2023-03-07 Implementation Plan: Analytics backend and visualisation service#

Author: @dhruvkb

This RFC deals with the backend of analytics, about how we record events sent from the frontend and what we do with those events.

Reviewers#

Rationale#

As discussed in the previous RFC, the frontend will emit analytic events for a number of interactions such as clicking on buttons and navigating between pages. These events will be sent to some endpoint where they will be recorded and then this recorded data can be used to make decisions, draw visualisations etc.

There are numerous approaches to how the backend could be built, but they fall primarily into two categories.

  • Bespoke in-house implementation

  • Off-the-shelf analytics framework

Considering the size of the team, needs of the project and volume of other projects in the roadmap, an off-the-shelf solution makes more sense compared to building something, even if rudimentary, from scratch. Such solutions are numerous, so we must apply the following criteria to narrow down our list.

  • Open source

  • GDPR compliant

  • Privacy respecting

  • Simple (subjective)

This leaves us with only two main contenders, Plausible and Umami. They’re basically identical (just look at their landing pages!) but have a few small differences.

Criteria

Umami

Plausible

URL

umami.is

plausible.io

UI

Clean

Little dated

Language

JS

Elixir

License

MIT

AGPL

GH stars

14.8k

14.1k

Integration

nuxt-umami

vue-plausible

Integration stars

41

112

npm package

No

plausible-tracker

Cloud

Beta

GA

Practically there is no reason to prefer one over the other, and it is very easy for us to switch between them, if needed, thanks to our composable abstracting the framework.

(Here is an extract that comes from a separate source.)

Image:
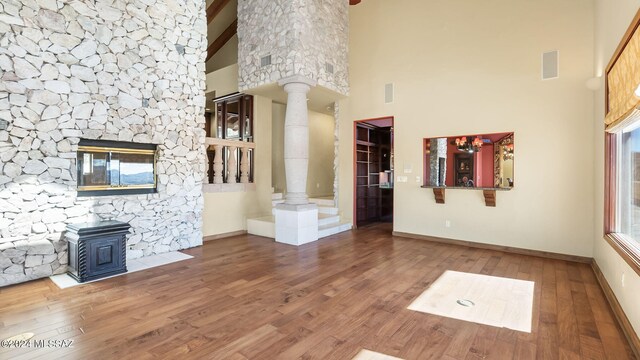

Considering this, we can go ahead with Plausible because

  • Plausible has an NPM package that can be bundled with the app (whereas Umami needs a <script> tag).

  • Plausible has a generally available cloud platform (whereas Umami’s is in beta).

  • there was some talk of it being used in other WordPress endeavours, so it makes more sense to use it.

  • I’ve already done some experimental work with it, and it might save us the effort if that existing work were to be used.

Production deployment#

To start with we will be using the managed cloud instance of Plausible. This will help us get up and running with analytics super quickly without having to provision all the following services:

  • a PostgreSQL database

  • a Clickhouse database

  • a Plausible instance

If we move to our own instance sometime in the future, we can export data and migrate that to our instance.

Pricing#

Plausible pricing is based on number of events / month. Each page view and each custom event recorded counts towards the total quota. The annual plan is 10x the monthly price i.e. 2 months free.

There is no cap on:

  • data retention, so we can export it much even after lots of usage.

  • number of users, so the entire team can be onboarded to see the dashboards.

Considering we have ~15 pages and ~20 custom event types, for a person that looks through the entire site, we can estimate ~35 API hits. It can get pricey quite fast. Even if we go with the cloud solution to get up and running quickly, switching to self-hosted seems like the more economical option in the long term.

We’re operating a sustainable project funded solely by the fees that our subscribers pay us. And we donate 5% of our revenue.

- Plausible

On the other hand, if we’re being generous, this can be thought of as investment towards an open-source project that has doesn’t have any other source of funding.